Initially, Santander and Bolívar were considered close friends and allies, but gradually political and ideological differences emerged. It is considered by modern scholars that Santander believed in the sanctity of constitutional government and in the rule of law, perhaps to a greater degree than Bolívar, who would have allegedly thought that those concerns were secondary to what he perceived as the actual needs and solutions that historical circumstances demanded, and thus could be subject to flexibility .

In 1826, when the first Venezuelan uprising occurred, Santander and Bolívar came to disagree about how to handle the situation. Santander believed that the rebels, led by José Antonio Páez and federalist sympathizers, should be punished or at least made to openly submit to the established constitutional order. When Bolívar, who had returned from Peru and reassumed his executive powers, arranged for an amnesty and placed Páez as supreme military chief of the department of Venezuela, Santander felt that the central government's authority and the rule of law were being undermined by the constitutional President himself in a personalist manner.

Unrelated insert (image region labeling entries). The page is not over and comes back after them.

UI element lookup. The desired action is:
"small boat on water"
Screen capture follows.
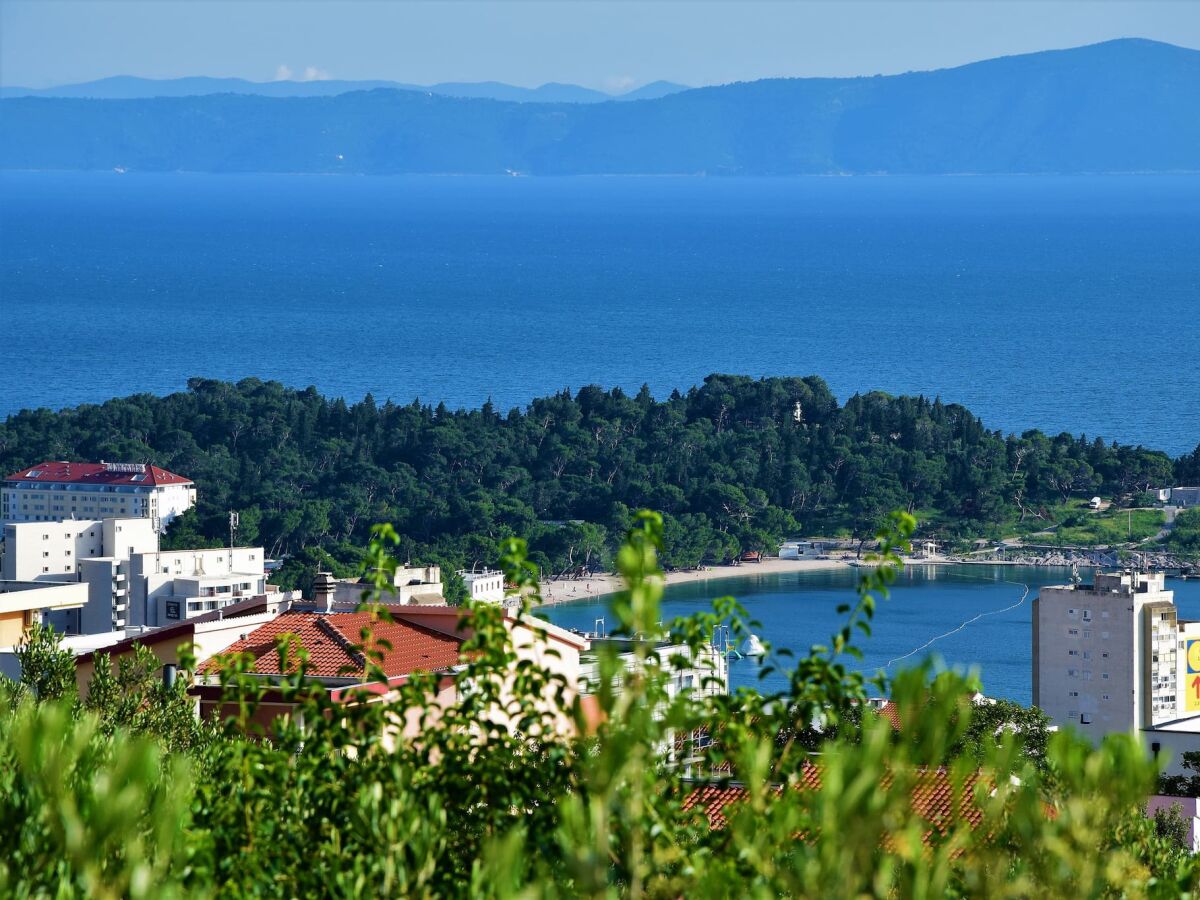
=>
[742,635,767,656]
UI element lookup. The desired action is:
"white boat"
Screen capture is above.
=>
[742,635,767,656]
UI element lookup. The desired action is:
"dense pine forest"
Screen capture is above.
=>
[0,376,1200,581]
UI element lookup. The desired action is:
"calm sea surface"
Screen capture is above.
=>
[540,565,1200,703]
[0,173,1200,452]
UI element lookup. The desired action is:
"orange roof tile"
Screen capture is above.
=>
[683,764,983,844]
[200,612,462,678]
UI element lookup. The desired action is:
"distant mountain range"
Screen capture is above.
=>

Santander also disagreed with Bolívar's attempt to promote a reform of the 1821 constitution before it was legally permitted (the constitution stated that ten years had to go by), and especially with Bolívar's attempted nationwide implementation of the constitution that he had previously drafted for Bolivia, which among other provisions called for a lifelong presidency with the ability to select a direct successor. In Santander's opinion, this could place the country dangerously close to monarchism..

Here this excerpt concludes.